La primera comunidad de estudiosos que se dedicó a observar los cielos de forma sistemática fue la Academia ateniense, origen de las actuales universidades. Allí también se impartían otras disciplinas relacionadas con la astronomía, como la geometría y la aritmética, además de dialéctica y música. Esta última materia, en realidad, también se consideraba entonces emparentada con los cuerpos celestes y, más en concreto, con los armoniosos movimientos de sus órbitas. Se trata de una idea pitagórica que tuvo gran aceptación: muchos siglos después, el gran astrónomo Johannes Kepler aún dedicaría una de sus principales obras ala música de las esferas.
La Academia
debe su nombre a que se levantaba fuera de las murallas de Atenas, en los jardines del héroe Academos, rival mitológico de Teseo, quien perdió a su amada
a manos de la diosa lunar Artemisa.

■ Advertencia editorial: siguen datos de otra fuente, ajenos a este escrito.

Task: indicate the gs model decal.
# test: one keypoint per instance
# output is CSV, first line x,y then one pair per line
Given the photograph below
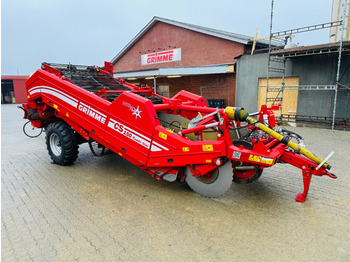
x,y
135,136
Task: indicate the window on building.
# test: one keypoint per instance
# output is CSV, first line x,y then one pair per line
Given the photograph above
x,y
163,90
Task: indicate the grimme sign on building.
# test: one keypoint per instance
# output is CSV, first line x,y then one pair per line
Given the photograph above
x,y
161,57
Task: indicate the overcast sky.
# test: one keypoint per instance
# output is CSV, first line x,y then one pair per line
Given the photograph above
x,y
90,32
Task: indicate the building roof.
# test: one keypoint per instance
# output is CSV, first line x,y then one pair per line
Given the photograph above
x,y
178,71
312,49
201,29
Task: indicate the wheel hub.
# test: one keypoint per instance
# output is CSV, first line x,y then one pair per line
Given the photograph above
x,y
55,144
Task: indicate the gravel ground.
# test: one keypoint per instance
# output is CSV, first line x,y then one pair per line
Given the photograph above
x,y
106,209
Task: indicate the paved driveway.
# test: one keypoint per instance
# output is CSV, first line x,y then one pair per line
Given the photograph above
x,y
105,209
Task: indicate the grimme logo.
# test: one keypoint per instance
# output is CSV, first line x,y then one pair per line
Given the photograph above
x,y
135,111
92,112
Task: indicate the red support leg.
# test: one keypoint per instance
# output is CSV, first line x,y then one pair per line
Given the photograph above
x,y
306,179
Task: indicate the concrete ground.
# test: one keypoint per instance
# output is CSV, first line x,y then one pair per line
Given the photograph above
x,y
105,209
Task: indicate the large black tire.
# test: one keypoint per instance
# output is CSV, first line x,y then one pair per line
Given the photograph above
x,y
214,184
62,143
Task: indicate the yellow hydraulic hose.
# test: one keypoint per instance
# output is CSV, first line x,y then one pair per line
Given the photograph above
x,y
239,114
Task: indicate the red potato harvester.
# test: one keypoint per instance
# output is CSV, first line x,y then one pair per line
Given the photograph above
x,y
177,138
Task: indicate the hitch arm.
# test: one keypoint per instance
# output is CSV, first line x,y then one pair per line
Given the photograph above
x,y
308,168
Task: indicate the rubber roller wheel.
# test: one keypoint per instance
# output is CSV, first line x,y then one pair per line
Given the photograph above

El noble Arístocles de Atenas, más conocido
como Platón, fundó esta escuela en 387 a. de C. Allí estudió durante veinte
años Aristóteles, quien después fundaría su propio Liceo, pero no sin antes
heredar de su maestro una visión de la astronomía que perduraría hasta la edad
moderna. Según ambos pensadores -que no estaban de acuerdo en casi nada
más-, la Luna no era en absoluto equiparable a nuestro planeta, sino que
se trataba de un cuerpo perfecto y puro,perteneciente al mundo
supraterrenal.
Desde
el punto de vista científico, la tesis suponía un gran paso atrás respecto a las
agudas observaciones de Anaxágoras de Clazomene, pero tanto Platón como
Aristóteles consideraban que la descripción de la naturaleza tenía que ser
coherente con la metafísica y estar supeditada a ella. Tanto la Academia
como el Liceo florecieron durante siglos y albergaron a grandes pensadores,
hasta que, en el año 529, ambas fueron absorbidas por el Imperio romano, por
orden del emperador bizantino Justiniano I. Aunque la astronomía desarrollada en
la Academia y el Liceo prolongaría su influjo durante más de un milenio, en gran
parte gracias a los trabajos de Eudoxo de Cnido, contemporáneo de Platón y
primero en establecer con exactitud la duración del año.
Nacido
en el 408 a. de C., Eudoxo fue uno de los primeros astrónomos en oponerse a los
horóscopos y la astrología, aunque no porque no creyese en la adivinación, sino
más bien porque se dio cuenta de que los movimientos de los orbes eran mucho
más complejos de lo que suponían los expertos en esta actividad. "Cuando
creen hacer previsiones acerca de la vida de un ciudadano con sus horóscopos,
basados en la fecha de su nacimiento, no debemos dar crédito alguno. Las
influencias de los astros son tan complicadas de calcular que no existe hombre
en la faz de la Tierra que lo pueda hacer", argumentaba.
Tras
abandonar Atenas, Eudoxo fundó su propia Escuela de Filosofía, Matemáticas y
Astronomía en su ciudad natal, para la que también redactó una constitución
democrática. Levantó un observatorio en su ciudad y otro cerca de Heliópolis, a
orillas del Nilo, desde donde estudió los cielos, los cambios meteorológicos de
la atmósfera y las subidas y bajadas del río. Pero antes dejó construido en la
Academia un artilugio con esferas concéntricas y transparentes que representaban
los movimientos de la Luna, el Sol, los planetas y las estrellas. Todos ellos
giraban sobre dichas esferas y alrededor de la Tierra, que era también esférica
pero permanecía inmóvil en el interior del ingenio. Eudoxo se las arregló
para dar cuenta de los movimientos de todos los cuerpos celestiales conocidos
con solo cuatro esferas, pero este modelo del cosmos causó una honda
impresión en Aristóteles, quien lo desarrolló hasta incluir en él cincuenta y
cinco esferas de cristal.
La
diferencia entre el modelo de Eudoxo y el de Aristóteles no es solo
cuantitativa, sino también cualitativa. Se cree que Eudoxo diseñó su sistema
de esferas como un mero recurso práctico que le permitiera entender las órbitas
de los astros. Para Aristóteles, en cambio, las esferas eran una realidad
material: existían en el cosmos y estaban compuestas por éter, el elemento
ligero y puro que llenaba el firmamento. La idea de este supuesto material, que
jamás ha existido, no sería desechada del todo hasta que Albert Einstein publicó
en 1905 su teoría de la relatividad especial. El modelo cosmológico geocentrista
de Eudoxo y Aristóteles tuvo un éxito considerable, pero solo tuvieron que pasar
unos pocos años para que alguien les llevara la contraria y afirmara que era
la Tierra la que se movía alrededor del Sol, y no al revés.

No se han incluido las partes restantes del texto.